O valor desse imposto fixo seria de R$ 1,2 mil por mês. Trata-se de uma
insanidade tributária completa. Na contramão inclusive do que
pregavam liberais com juízo, como Adam Smith, que, em tese, estariam
ligados a este novo momento de Bolsonaro. Mas, no caso do candidato, a
máscara de liberal é recente
e feita sob medida para agradar o "mercado".
Outro famoso economista da equipe de Bolsonaro é Marcos Cintra.
Colunista da
Folha de S.Paulo
durante décadas, gastou muita tinta em defesa da
implementação de um imposto único no Brasil. Sua
ideia é criar
um tributo tal qual a antiga CPMF, incidente sobre movimentação
financeira, com alíquota de 2,81%. O próprio Paulo Guedes falou
sobre esse novo imposto
nesta semana
.
Além dos problemas microeconômicos gerados por esse tipo de
imposto, como o estímulo ao uso de dinheiro vivo para fugir da
tributação e sua incidência "em cascata" (isto
é, incide sobre várias etapas na circulação de um
produto), ele também cria uma nova penalização para os
mais pobres, que acabam pagando a mesma taxa do que a parcela mais rica da
população.
Não é justo, nem moral, que os cidadãos paguem todos uma
mesma alíquota de imposto. Imagine que o governo fixe um imposto
único de 10% sobre os rendimentos de todos os cidadãos.
No caso de uma pessoa que ganha um salário mínimo de R$
1.000, para simplificar a conta isso significa entregar R$ 100 todos os
meses ao governo. Dinheiro que fará falta para comprar um botijão
de gás, comprar um quilo de carne, uma roupa nova e outras necessidades
básicas.
Agora imagine a pessoa que ganha R$ 10 mil por mês. Nesse caso, os R$
1.000 entregues ao governo, ainda que façam falta, não
comprometerão a subsistência do indivíduo como no primeiro
caso. Essa pessoa já pagou aluguel, já se alimentou, já se
vestiu de modo satisfatório com os R$ 9 mil que lhe restam.
O plano da equipe econômica de Bolsonaro fala ainda na
criação de um imposto de renda negativo. Essa ideia, tal qual a
implementação de um imposto fixo como proposto por Sachsida,
é curiosidade presente apenas nas páginas dos manuais de
Economia. Nenhum país do mundo jamais implementou tais medidas.

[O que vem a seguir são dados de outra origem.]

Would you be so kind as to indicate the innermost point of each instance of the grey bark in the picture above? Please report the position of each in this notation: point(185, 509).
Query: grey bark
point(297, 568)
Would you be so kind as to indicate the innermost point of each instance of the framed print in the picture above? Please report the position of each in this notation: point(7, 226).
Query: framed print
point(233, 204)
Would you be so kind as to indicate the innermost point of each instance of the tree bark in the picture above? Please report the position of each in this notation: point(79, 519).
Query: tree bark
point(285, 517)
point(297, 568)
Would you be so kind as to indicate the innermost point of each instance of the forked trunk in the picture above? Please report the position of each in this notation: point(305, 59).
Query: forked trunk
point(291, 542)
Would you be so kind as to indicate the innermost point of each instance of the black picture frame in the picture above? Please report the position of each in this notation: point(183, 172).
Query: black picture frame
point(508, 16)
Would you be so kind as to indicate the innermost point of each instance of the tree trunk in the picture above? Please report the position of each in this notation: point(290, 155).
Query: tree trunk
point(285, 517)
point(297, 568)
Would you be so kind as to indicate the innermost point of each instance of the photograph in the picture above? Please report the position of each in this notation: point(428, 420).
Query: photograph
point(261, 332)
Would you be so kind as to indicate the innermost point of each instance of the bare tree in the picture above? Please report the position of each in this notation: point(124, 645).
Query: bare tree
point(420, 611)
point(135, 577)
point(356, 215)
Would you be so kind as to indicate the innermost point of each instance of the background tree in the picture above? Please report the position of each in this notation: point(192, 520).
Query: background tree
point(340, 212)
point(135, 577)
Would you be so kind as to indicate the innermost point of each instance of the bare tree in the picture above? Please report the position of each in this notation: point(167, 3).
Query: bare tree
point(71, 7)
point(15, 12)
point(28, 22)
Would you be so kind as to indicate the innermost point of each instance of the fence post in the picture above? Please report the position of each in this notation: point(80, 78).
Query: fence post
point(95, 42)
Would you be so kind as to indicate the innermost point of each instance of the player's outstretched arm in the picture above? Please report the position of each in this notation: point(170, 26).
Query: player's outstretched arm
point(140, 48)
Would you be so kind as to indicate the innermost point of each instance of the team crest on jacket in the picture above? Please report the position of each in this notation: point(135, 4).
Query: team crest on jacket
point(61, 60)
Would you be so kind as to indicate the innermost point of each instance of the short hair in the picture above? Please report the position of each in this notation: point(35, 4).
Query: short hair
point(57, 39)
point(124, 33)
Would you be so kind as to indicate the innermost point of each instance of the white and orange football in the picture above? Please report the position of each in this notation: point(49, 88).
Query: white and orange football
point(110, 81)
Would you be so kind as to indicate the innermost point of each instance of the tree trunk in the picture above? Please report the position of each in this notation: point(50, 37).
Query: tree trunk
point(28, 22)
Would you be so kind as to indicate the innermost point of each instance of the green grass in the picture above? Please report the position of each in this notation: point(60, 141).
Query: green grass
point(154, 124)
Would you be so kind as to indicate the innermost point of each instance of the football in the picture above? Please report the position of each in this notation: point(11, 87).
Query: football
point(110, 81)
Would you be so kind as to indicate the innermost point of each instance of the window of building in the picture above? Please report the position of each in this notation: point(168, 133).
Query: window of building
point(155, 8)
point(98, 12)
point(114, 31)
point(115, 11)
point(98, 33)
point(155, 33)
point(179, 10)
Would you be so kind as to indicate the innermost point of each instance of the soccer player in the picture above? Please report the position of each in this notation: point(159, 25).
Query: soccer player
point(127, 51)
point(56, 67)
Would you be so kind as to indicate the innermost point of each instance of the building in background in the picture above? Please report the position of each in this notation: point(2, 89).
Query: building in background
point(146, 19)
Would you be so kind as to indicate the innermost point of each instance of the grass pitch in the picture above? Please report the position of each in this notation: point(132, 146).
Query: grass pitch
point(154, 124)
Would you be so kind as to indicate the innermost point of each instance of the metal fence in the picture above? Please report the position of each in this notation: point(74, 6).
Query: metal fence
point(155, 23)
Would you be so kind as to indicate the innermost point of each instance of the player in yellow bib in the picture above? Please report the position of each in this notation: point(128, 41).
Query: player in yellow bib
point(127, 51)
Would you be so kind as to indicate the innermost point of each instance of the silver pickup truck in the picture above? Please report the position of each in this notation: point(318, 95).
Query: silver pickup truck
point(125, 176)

Bolsonaro ainda propõe a criação de uma carteira de
trabalho "verde e amarela", alternativa à carteira azul
tradicional. Nessa nova carteira, cuja aderência seria voluntária,
"o contrato individual prevalece sobre a CLT". O documento alerta que
seriam preservados os "direitos constitucionais" ressalva de
pouco valor, já que o general Mourão, vice da chapa, parece andar
flertando com a ideia de
escrever uma nova Constituição
.
No atual ambiente de alto desemprego, o poder de barganha dos trabalhadores
fica severamente reduzido. Por isso, temos razões para acreditar que
antes de ser a escolha do empregado, tal carteira será um
imposição dos patrões, notadamente para aqueles
trabalhadores mais pobres, menos qualificados e mais vulneráveis.
Ainda que haja muita informalidade no Brasil e que existam argumentos em favor
da modernização da legislação trabalhista, é
bom lembrar que o motor fundamental da criação de novos empregos
não é a facilidade de contratar e demitir, mas sim o estado geral
da economia. A menor taxa de desemprego registrada na região
metropolitana de São Paulo desde 1994, foi registrada em dezembro de
2011, quando chegou a 6,9%. Em junho deste ano, o valor registrado foi de
14,20%.
São muitas as propostas estranhas ou inviáveis de Bolsonaro para
a área econômica. Não se pode sequer chamar o documento de
plano de governo, ou coisa que o valha. Trata-se de um apanhado de
generalidades, de citações superficiais de documentos de
terceiros, sem uma gota de suor ou esforço próprio de sua equipe.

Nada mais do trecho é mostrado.